Kurkuma/Kurkume [arab.] (Curcuma longa L., über indische Vermittlung aus hebräisch karkam, ‚Safran‘), gelber Ingwer, Safran-, Gelb- oder Gilbwurz(el) ist eine aus Süd- und Südostasien stammende Pflanzengattung aus der Familie der Ingwergewächse. Diese Staudenpflanzen sind mit etwa 60 Arten vom tropischen Asien bis Nordaustralien verbreitet und wird in den Tropen vielfach kultiviert. Das Rhizom ähnelt stark dem des Ingwers, hat jedoch intensiv gelbes Fleisch, das frisch und getrocknet als Gewürz und Farbstoff verwendet wird. Es enthält bis zu fünf Prozent typische ätherische Öle, bis zu drei Prozent des für die gelbe Färbung verantwortlichen Curcumins und wirkt anregend auf die Verdauung.
Kurkuma als Gewürz
Frisch hat der Wurzelstock einen harzigen, leicht brennenden Geschmack, getrocknet schmeckt er mildwürzig und etwas bitter – er wird vor allem gemahlen wegen seiner Färbekraft verwendet, z. B. als wesentlicher Bestandteil von Currypulver. Kurkuma ist dabei wesentlich preiswerter als der ebenfalls stark gelb färbende Safran.
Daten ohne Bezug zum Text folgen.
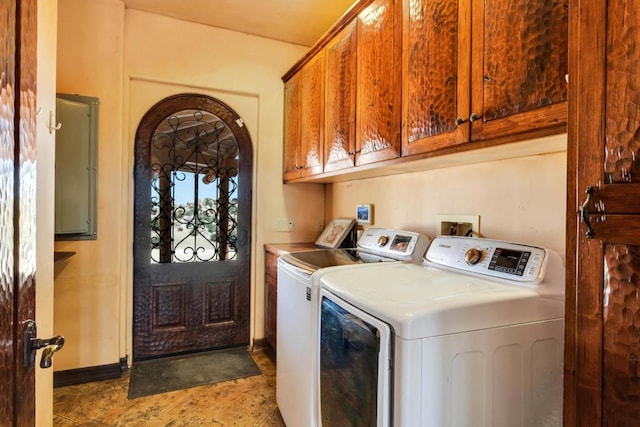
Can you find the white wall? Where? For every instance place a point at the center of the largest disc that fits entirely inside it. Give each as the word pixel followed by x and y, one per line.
pixel 45 153
pixel 520 199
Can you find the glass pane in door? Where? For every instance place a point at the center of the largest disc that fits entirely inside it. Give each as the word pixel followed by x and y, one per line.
pixel 194 201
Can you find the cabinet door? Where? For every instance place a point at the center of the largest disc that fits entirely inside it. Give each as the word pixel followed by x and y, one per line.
pixel 602 350
pixel 436 65
pixel 291 166
pixel 519 64
pixel 340 100
pixel 311 116
pixel 378 82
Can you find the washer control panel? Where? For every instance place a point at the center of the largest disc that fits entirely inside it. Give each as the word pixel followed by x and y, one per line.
pixel 495 258
pixel 395 244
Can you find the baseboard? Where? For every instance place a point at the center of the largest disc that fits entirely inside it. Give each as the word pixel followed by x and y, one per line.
pixel 259 344
pixel 89 374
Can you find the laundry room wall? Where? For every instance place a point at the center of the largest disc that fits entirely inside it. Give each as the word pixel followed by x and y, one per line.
pixel 520 199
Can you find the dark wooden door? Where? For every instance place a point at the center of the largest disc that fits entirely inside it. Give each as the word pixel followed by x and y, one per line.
pixel 435 65
pixel 519 64
pixel 602 346
pixel 192 270
pixel 379 102
pixel 17 207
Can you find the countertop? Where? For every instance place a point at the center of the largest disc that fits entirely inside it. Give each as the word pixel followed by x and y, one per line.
pixel 285 248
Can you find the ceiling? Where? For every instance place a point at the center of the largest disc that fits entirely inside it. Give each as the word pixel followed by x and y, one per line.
pixel 301 22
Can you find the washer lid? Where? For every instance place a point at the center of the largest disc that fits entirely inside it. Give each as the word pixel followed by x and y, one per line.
pixel 420 301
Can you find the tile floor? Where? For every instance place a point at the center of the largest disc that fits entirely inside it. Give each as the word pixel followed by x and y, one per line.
pixel 243 402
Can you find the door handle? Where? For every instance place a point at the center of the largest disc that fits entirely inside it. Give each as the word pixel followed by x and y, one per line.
pixel 32 344
pixel 584 213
In Indien ist die Verwendung von Kurkuma seit 4000 Jahren belegt, die Pflanze galt als heilig, das Gewürz gehörte bereits damals zu den wichtigsten. Heute ist Indien das weltgrößte Anbauland und verbraucht rund 80 % der Welternte. Während in Indien meistens getrocknetes Kurkuma verwendet wird, ist in Südostasien, z. B. in der thailändischen Küche, die Verwendung der frischen, geriebenen Knolle verbreitet. In der westlichen Küche spielt Kurkuma eine untergeordnete Rolle als Bestandteil von Currypulver, als billiger Safranersatz oder als Farbstoff in der Lebensmittelindustrie, etwa für Senf.
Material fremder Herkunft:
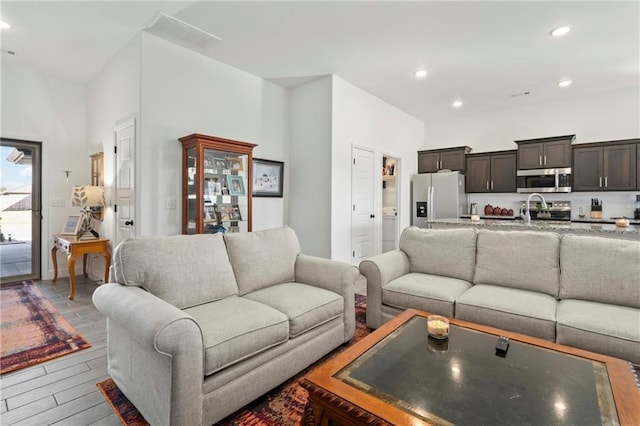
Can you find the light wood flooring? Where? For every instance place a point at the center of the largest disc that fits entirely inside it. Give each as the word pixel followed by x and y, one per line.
pixel 63 391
Kurkuma sollte dunkel und nicht zu lange gelagert werden, da die Farbe bei Licht schnell verblasst und es an Aroma verliert.
Medizinische Wirkungen
Kurkuma wirkt anregend auf die Magensaftproduktion. Der enthaltene gelbe Farbstoff Curcumin gilt als krebshemmende, antioxidative Substanz (vgl. Mikronährstoff (Medizin), jedoch sind beim Menschen bisher keinerlei positive Wirkungen nachgewiesen. Bei genmanipulierten Mäusen zeigte sich Curcumin als wirksam gegen die Krankheit Mukoviszidose, jedoch konnte auch dieser Effekt an menschlichen Versuchspersonen nicht wiederholt werden [1]. Neuesten Forschungsergebnissen zufolge [2], [3] trägt Curcumin zum Abbau des Tumorsupressorproteins p53 bei, könnte demnach das Wachstum von Krebszellen sogar fördern. Auch diese Wirkung ist beim Menschen bisher nicht belegt.
Sonstige Anwendungen
Außer als Gewürz und zum Färben von Speisen fand Kurkuma bis ins 20. Jahrhundert auch zum Färben von Papier, Firnissen und Salben beschränkte Anwendung. Mit Kurkuma gelb gefärbtes Papier (Kurkumapapier) diente in der Chemie als Reagens auf Alkalien, von denen es in Braunrot umgefärbt wird (Umschlagspunkt bei pH = 8–9), von Borsäure, mit der es in salzsaurer Lösung eine Rotfärbung liefert, und von Titan und Zirkon.
Der creme- bis rosafarbene Blütenstand der Kurkumapflanze ist als exotische Komponente in Blumenarrangements sehr dekorativ. Da er außerdem sehr lange haltbar ist, ist er seit Neuestem in der Floristik sehr beliebt.